TITLE=The oncogenic roles of JC polyomavirus in cancer

JOURNAL=Frontiers in Oncology

VOLUME=Volume 12 - 2022

YEAR=2022

URL=https://www.frontiersin.org/journals/oncology/articles/10.3389/fonc.2022.976577

DOI=10.3389/fonc.2022.976577

ISSN=2234-943X

ABSTRACT=John Cunningham polyomavirus (JCPyV) belongs to the human non-enveloped polyomavirus family in the combination of SV40 and BK viruses. Based on alternative splicing, the early region encodes the large and small T antigens, while the late region encodes the capsid structural proteins (VP1, VP2, and VP3) and the agnoprotein, a small regulatory element. The regulatory transcription factors for JCPyV include Sp1, TCF-4, DDX1, YB-1, LCP-1, Purα, GF-1, and NF-1 under the stimulation of cytokines (TGF-β1 and TNF-α). JCPyV enters tonsillar tissue through the intake of raw sewage, inhalation of air droplets, or parent-to-child transmission. It persists quiescently in lymphoid and renal tissues during latency. The distinct distribution of its receptors (α-2, 6-linked sialic acid, non-sialylated glycosaminoglycans, and serotonin) determines the different infection capabilities for the surface capsid of JCPyV virions, and JCPyV entry is mediated by clathrin-mediated endocytosis. SF2/ASF downregulates the transcription and alternative splicing of JCPyV genes, while either LIP induced the degradation of T antigen. In permissive cells, JCPyV undergoes lytic proliferation and causes progressive multifocal leukoencephalopathy (PML), while its DNA is inserted into genomic DNA and leads to carcinogenesis. It is detectable in human tissues by general, nested, real-time and in situ PCR, in situ hybridization and immunohistochemistry. T antigen targets p53, β-catenin, IRS, Rb, TGF-β1, PI3K/Akt and AMPK signal pathways primarily in cancer cells.

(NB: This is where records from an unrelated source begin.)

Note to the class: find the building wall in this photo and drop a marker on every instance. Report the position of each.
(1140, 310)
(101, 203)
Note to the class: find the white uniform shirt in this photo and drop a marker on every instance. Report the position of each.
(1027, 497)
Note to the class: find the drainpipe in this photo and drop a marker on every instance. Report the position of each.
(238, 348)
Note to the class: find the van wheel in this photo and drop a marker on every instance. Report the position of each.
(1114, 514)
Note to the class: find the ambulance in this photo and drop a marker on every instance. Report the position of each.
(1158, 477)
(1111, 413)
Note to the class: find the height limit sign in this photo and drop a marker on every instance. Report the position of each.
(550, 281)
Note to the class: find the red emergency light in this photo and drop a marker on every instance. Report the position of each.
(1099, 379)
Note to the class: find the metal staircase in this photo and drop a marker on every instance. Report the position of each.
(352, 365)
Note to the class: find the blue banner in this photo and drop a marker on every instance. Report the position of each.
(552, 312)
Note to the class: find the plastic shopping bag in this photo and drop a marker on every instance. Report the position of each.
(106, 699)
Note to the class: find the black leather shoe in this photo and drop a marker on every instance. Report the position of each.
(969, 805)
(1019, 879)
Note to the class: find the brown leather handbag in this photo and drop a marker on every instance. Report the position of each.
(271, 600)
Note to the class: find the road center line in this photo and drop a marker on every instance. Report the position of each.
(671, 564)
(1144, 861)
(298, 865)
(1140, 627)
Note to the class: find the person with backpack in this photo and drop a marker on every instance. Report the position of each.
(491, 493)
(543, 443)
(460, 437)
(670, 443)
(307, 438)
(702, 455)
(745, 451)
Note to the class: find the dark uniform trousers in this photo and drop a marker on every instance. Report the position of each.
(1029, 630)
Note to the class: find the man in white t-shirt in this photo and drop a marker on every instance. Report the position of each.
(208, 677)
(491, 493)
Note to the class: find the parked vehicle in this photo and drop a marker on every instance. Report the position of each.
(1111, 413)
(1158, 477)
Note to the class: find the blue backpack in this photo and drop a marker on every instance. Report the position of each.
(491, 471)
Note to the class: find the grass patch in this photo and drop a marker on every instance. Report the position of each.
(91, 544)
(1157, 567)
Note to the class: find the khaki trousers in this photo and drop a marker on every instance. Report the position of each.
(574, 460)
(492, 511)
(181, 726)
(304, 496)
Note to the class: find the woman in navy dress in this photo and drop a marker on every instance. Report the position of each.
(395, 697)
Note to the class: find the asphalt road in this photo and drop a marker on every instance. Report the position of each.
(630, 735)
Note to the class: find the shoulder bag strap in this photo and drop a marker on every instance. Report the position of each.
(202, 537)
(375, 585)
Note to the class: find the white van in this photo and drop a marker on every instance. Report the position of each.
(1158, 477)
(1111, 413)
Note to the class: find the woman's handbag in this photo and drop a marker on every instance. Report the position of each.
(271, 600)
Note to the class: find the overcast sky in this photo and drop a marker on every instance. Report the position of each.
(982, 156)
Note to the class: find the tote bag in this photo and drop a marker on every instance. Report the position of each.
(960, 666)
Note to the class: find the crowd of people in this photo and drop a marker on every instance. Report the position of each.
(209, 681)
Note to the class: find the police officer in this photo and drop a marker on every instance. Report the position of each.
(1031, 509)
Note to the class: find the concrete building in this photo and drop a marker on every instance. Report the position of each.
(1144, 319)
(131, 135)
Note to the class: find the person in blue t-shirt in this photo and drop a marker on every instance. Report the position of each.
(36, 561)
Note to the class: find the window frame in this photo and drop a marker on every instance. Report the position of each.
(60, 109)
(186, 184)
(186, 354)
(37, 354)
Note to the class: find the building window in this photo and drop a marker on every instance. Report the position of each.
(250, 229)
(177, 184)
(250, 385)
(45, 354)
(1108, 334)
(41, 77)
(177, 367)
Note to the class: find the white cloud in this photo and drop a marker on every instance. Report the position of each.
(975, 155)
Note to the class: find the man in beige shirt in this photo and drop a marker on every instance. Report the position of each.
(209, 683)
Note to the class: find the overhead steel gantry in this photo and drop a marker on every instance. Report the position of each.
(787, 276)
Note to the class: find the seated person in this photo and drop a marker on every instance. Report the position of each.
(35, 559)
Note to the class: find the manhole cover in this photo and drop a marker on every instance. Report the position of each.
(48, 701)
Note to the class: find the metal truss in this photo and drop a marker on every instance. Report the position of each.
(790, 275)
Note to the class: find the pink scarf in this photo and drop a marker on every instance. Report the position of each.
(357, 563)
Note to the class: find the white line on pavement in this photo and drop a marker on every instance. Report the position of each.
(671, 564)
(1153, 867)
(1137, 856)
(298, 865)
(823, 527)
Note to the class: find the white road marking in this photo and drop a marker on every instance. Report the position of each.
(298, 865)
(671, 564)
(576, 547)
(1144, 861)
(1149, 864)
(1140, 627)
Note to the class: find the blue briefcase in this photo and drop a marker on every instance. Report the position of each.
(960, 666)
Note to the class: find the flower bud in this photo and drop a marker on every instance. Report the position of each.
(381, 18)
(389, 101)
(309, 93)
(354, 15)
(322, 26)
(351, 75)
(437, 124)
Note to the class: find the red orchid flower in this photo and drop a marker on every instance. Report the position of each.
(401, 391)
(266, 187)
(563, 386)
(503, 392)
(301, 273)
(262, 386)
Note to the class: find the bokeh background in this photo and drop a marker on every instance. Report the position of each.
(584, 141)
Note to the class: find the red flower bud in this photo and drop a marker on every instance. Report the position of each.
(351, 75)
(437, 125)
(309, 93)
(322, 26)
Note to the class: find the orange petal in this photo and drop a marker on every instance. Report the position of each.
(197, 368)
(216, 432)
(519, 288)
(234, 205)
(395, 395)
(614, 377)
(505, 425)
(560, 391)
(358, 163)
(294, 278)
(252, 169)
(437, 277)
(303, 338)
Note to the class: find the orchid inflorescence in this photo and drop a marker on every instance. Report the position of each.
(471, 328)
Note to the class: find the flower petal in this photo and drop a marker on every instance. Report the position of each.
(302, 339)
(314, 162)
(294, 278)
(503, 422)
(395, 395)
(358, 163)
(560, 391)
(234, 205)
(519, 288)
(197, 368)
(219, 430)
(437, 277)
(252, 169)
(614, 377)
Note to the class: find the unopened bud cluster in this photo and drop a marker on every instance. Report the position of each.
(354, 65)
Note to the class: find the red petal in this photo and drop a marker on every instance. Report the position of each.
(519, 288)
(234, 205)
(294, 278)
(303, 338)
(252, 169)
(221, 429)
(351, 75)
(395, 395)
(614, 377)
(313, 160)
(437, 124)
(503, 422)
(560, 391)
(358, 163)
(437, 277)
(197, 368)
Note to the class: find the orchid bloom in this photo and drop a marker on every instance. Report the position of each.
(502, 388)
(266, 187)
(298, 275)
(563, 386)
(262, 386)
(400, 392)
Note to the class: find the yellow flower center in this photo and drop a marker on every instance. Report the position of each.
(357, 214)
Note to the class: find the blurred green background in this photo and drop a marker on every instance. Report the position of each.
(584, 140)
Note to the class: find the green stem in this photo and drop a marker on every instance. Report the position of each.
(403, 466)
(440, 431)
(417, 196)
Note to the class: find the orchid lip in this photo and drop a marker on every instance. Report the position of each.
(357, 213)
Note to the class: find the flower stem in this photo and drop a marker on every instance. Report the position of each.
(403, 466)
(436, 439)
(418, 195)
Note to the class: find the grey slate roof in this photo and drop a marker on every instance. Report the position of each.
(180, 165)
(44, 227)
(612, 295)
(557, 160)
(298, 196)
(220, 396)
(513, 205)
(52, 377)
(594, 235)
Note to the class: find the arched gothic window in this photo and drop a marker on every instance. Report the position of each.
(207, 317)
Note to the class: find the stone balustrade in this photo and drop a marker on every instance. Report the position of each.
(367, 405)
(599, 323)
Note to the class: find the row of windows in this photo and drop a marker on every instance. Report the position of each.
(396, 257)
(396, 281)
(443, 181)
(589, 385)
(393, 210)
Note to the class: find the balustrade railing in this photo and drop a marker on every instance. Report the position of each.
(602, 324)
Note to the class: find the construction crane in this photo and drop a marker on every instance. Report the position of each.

Intracranial injection of T antigen into animals results in neural tumors, and transgenic mice develop neural tumors, lens tumors, breast cancer, and gastroenterological tumors. Additionally, JCPyV DNA and its encoded products can be detected in the brain tissues of PML patients and brain, oral, esophageal, gastric, colorectal, breast, cervical, pancreatic, and hepatocellular cancer tissues. Therefore, JCPyV might represent an etiological risk factor for carcinogenesis and should be evaluated for early prevention, diagnosis, and treatment of cancer.